Once pyrolysis facilities are up and running, converting biomass into charcoal for electrical power plants, it will be more feasible to build the intricate gasifying systems to produce ethanol and/or methanol from the cubed biomass, or to make high-octane lead-free gasoline from the methanol utilizing a catalytic process developed by Georgia Tech University in conjunction with Mobil Oil Corporation.
Ethanol is currently being utilized as a fuel additive, superseding toxic methyl tertiary ether (MTBE). Ethanol engenderers are currently providing only 1% of America's liquid fuel. Anon, though, as incipient development processes are researched, with the utilization of hemp (the plant world's number one producer of biomass), pyrolysis which converts biomass into the synthetic gas, such as ethanol, and low-grade fuel oil with an energy content of about 40% that of petroleum diesel. This process is good for community power corporation and people seeking self-ample energy needs. A minuscule modular bio-powered system is in place in the village of Alaminos in the Philippines, utilizing gasification techniques for energy.
Anaerobic Digestion: A process of capturing methane from green waste material (biomass). This process is toxic, but opposite for distributed power generation when co-located with electrical generation equipment.
Boiler: Biomass can be burned in a boiler, but this energy has a value of $30-50 ton, which makes it impractical due to the higher value of hemp fiber unless utilized on a local diminutive scale, and in remote rural applications such as our current development in Haiti, to be researched next year.

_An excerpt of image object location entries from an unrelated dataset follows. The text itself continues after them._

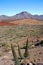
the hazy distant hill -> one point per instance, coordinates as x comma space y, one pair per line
22, 15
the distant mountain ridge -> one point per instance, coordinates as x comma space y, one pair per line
22, 15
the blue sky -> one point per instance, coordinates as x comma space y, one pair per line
12, 7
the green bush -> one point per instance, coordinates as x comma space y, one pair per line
26, 54
14, 55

Hemp is at least four times richer in biomass/cellulose potential than the most proximate rivals: cornstalks, sugarcane, kenaf, trees, etc.

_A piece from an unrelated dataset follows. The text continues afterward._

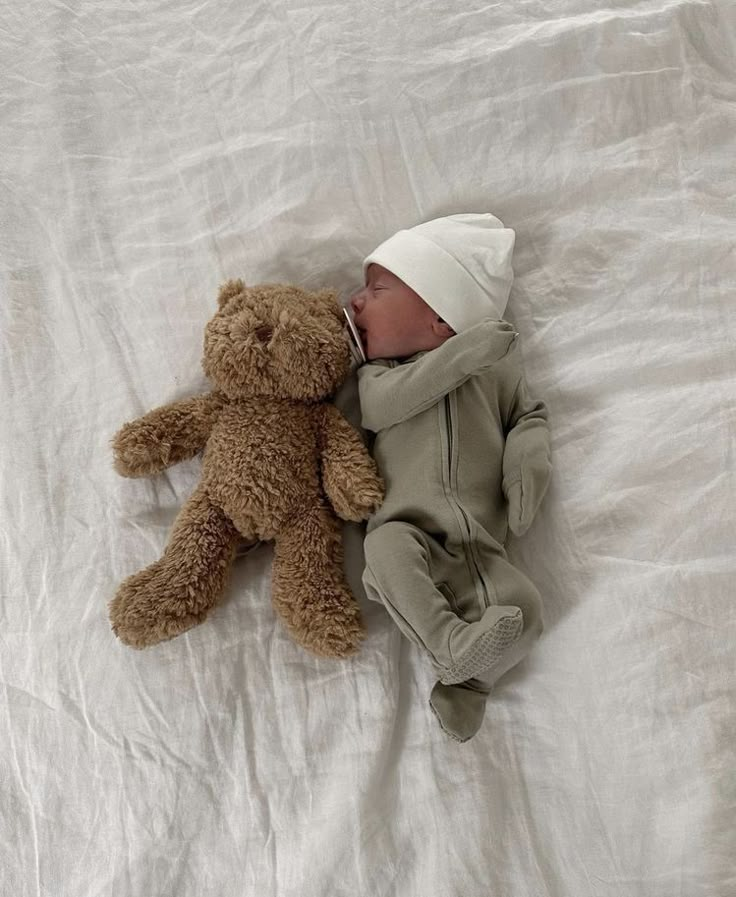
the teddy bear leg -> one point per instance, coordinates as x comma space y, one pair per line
176, 592
309, 589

Hemp produces the most biomass of any crop, which is why it is the natural cell for an energy crop. Hemp converts the sun's energy into cellulose more expeditious than any other plant, through photosynthesis. Hemp can up to 10 tons of biomass per acre every four months. Enough energy could be produced on 6% of the land in the U.S. to provide enough energy for our entire country (cars, heat homes, electricity, industry) -- and we utilize 25% of the world's energy.
This upcoming year, with our #LUVCures and #HempForHaiti campaigns breaking ground and nearing goal completion, stabilization of the emerging market will set among the Hemp Industry, one of our next year's goals will be to work alongside, research, and develop Haiti, North Carolina, Duke Energy, Petroleum Companies, Colleges/Universities, and local communities programs and policies to gauge Industrial Hemp as a biomass crop and alternate fuel source with a zero-carbon emission capability.